The following probably isn't what you have in mind, but it does raise a point that is very relevant to the physical content, as opposed to the mathematical content, of your question.
The fact is that many lattice theories are used everyday by physicists in calculating numerical approximations to the continuum theories we believe they approximate. All computer modelling outputs the results of discrete, difference equations and in many fields of modern physics there simply are no analytical solutions to replace them. Lattice QCD, numerical general relativity and numerical fluid dynamics are excellent examples as there is almost no other practical way of calculating what these theories actually foretell. And the experimental observation (as well as the theoretical reality for many physical theories) is that the predictions made by discretized theories are excellent models both of reality and of corresponding continuous models where these latter exist - often to well within experimental error.

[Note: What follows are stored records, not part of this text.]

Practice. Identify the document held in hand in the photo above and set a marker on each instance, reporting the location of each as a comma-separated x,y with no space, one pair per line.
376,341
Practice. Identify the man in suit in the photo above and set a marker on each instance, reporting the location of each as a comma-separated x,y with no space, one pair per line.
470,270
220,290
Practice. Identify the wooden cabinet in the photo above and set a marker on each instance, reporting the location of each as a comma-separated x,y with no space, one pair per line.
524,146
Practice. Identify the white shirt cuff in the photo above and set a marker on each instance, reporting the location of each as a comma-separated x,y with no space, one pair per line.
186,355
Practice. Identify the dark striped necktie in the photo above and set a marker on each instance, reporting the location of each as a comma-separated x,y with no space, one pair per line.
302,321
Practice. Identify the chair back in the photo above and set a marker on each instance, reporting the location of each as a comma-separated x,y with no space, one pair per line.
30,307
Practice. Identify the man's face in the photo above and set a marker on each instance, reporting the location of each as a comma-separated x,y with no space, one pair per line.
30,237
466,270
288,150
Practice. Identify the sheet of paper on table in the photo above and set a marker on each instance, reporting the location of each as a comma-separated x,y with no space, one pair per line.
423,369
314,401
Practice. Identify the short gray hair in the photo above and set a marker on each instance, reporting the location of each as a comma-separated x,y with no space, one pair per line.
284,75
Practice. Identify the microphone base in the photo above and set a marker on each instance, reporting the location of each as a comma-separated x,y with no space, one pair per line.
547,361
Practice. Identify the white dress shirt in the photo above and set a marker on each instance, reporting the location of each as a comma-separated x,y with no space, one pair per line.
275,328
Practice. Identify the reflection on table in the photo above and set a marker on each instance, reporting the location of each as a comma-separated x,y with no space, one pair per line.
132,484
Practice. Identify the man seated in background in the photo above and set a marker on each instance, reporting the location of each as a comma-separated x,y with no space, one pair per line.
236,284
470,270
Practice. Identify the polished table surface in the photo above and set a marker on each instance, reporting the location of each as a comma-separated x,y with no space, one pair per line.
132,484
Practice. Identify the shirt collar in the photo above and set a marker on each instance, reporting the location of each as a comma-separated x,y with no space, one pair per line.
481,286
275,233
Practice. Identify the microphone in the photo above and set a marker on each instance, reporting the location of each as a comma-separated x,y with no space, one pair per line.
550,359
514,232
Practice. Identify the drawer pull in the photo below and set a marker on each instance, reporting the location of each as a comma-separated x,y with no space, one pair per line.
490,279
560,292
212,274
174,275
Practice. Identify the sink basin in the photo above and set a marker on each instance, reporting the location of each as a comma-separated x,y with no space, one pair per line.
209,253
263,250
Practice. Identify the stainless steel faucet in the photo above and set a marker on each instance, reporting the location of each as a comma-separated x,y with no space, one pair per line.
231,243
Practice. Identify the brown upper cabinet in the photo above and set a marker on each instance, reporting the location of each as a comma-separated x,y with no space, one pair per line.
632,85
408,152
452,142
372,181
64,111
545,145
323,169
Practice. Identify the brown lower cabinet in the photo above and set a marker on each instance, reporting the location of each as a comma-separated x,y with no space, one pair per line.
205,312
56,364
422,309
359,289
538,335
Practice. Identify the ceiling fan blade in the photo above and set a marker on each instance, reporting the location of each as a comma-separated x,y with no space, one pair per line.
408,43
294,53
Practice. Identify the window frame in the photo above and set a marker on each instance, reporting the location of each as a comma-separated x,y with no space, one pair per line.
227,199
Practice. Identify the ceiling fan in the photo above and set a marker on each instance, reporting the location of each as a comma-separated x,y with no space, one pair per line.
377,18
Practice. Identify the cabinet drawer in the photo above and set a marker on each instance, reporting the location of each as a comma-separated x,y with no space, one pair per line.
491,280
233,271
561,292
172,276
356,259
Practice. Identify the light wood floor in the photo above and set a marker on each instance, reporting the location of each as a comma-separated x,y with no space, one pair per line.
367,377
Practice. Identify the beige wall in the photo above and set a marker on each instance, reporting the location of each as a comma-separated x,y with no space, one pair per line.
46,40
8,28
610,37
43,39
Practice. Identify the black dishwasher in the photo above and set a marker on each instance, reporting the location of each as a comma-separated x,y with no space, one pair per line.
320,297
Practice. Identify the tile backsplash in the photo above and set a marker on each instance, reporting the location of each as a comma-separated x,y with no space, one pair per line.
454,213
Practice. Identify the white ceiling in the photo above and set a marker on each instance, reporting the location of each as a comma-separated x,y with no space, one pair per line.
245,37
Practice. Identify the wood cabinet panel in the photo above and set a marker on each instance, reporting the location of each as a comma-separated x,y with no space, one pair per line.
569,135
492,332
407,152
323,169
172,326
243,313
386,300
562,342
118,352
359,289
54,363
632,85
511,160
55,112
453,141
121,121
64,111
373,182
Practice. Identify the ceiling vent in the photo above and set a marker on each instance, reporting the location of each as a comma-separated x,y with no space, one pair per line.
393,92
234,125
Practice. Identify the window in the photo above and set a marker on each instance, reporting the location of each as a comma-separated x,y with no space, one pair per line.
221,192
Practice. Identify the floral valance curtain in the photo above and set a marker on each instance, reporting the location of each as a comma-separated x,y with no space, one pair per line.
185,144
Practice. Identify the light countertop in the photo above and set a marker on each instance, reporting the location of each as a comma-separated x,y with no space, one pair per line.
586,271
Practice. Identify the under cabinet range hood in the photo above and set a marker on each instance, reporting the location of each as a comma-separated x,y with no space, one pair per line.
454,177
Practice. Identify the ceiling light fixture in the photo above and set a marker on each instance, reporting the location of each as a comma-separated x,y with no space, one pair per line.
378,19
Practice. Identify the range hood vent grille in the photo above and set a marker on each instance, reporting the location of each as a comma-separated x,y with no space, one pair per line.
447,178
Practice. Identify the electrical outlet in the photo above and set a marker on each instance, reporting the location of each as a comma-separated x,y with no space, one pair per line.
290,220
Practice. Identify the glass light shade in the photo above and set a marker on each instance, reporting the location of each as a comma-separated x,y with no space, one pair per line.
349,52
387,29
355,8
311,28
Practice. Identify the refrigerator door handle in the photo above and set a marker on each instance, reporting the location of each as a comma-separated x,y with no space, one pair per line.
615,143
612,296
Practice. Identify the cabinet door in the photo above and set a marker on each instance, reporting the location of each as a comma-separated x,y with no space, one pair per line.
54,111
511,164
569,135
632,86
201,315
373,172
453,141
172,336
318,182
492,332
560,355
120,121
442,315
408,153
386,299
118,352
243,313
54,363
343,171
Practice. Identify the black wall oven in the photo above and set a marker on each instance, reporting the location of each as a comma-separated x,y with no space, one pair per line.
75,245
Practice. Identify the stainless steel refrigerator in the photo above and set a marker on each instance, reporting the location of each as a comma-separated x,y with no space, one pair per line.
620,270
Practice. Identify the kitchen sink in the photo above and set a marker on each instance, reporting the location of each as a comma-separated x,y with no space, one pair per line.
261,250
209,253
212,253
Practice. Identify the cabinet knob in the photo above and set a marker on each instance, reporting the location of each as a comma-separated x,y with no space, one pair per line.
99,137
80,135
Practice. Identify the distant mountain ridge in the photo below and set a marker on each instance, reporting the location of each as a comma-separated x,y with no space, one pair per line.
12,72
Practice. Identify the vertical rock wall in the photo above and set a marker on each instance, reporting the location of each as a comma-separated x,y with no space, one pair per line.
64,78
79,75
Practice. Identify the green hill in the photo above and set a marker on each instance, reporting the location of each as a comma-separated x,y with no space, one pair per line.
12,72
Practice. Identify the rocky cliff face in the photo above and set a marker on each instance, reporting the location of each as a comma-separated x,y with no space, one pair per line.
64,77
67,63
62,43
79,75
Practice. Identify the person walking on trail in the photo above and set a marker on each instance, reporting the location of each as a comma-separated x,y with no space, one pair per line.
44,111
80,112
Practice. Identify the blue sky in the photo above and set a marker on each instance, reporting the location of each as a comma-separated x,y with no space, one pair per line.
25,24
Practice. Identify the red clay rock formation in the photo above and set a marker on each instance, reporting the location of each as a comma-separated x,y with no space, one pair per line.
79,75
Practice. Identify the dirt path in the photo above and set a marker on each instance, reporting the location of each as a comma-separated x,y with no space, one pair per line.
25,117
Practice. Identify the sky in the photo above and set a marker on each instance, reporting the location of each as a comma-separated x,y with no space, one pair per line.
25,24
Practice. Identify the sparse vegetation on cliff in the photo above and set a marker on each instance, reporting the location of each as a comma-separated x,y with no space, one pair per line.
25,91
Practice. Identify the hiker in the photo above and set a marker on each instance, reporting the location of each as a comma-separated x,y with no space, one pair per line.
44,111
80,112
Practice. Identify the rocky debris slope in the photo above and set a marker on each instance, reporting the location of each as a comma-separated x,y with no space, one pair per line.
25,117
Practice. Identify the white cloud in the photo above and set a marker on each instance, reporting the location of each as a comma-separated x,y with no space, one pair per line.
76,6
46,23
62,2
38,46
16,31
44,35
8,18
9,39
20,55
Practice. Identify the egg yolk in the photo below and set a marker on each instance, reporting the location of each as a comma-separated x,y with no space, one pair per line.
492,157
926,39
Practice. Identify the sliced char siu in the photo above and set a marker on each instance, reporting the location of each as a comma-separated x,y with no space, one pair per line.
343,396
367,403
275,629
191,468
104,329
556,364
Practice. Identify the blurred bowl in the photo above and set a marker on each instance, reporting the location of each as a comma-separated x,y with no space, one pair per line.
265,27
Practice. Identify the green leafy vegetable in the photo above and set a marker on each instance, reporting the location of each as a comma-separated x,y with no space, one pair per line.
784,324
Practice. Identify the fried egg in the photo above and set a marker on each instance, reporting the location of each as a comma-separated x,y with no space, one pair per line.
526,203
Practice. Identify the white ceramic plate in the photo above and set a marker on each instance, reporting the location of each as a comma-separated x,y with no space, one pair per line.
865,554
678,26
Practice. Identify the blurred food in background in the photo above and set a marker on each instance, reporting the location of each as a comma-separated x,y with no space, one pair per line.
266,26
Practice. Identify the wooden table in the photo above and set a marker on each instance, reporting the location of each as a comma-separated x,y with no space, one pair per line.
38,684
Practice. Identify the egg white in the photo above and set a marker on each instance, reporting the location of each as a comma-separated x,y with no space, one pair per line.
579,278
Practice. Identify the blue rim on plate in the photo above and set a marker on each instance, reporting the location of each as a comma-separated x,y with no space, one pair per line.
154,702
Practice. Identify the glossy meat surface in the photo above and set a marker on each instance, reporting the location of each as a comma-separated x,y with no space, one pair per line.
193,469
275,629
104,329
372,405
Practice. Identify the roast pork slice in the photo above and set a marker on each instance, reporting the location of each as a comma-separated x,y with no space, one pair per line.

So here is the crucial point that applies to your question:
Whether the underlying theory should be a continuous model, or a discrete system, is a proposition that so far cannot be tested by experiment. Continuum and discretized models yield the same results as the discretized theory deals with finer and finer meshes
So I think in a very real sense, so far your question really doesn't belong to physics as it cannot be answered experimentally. And there doesn't seem to be any prospect on the horizon of its being so.
So the physics answer is quite different from the mathematical one, which amounts to whether the universe is a countable, or even finite, collection of fundamental "atoms" as opposed to an uncountable continuum. The uncountable / countable distinction is utterly real (and extremely important) in mathematics, but so far we haven't found a way that such a distinction might express itself as an experimental, measurable result.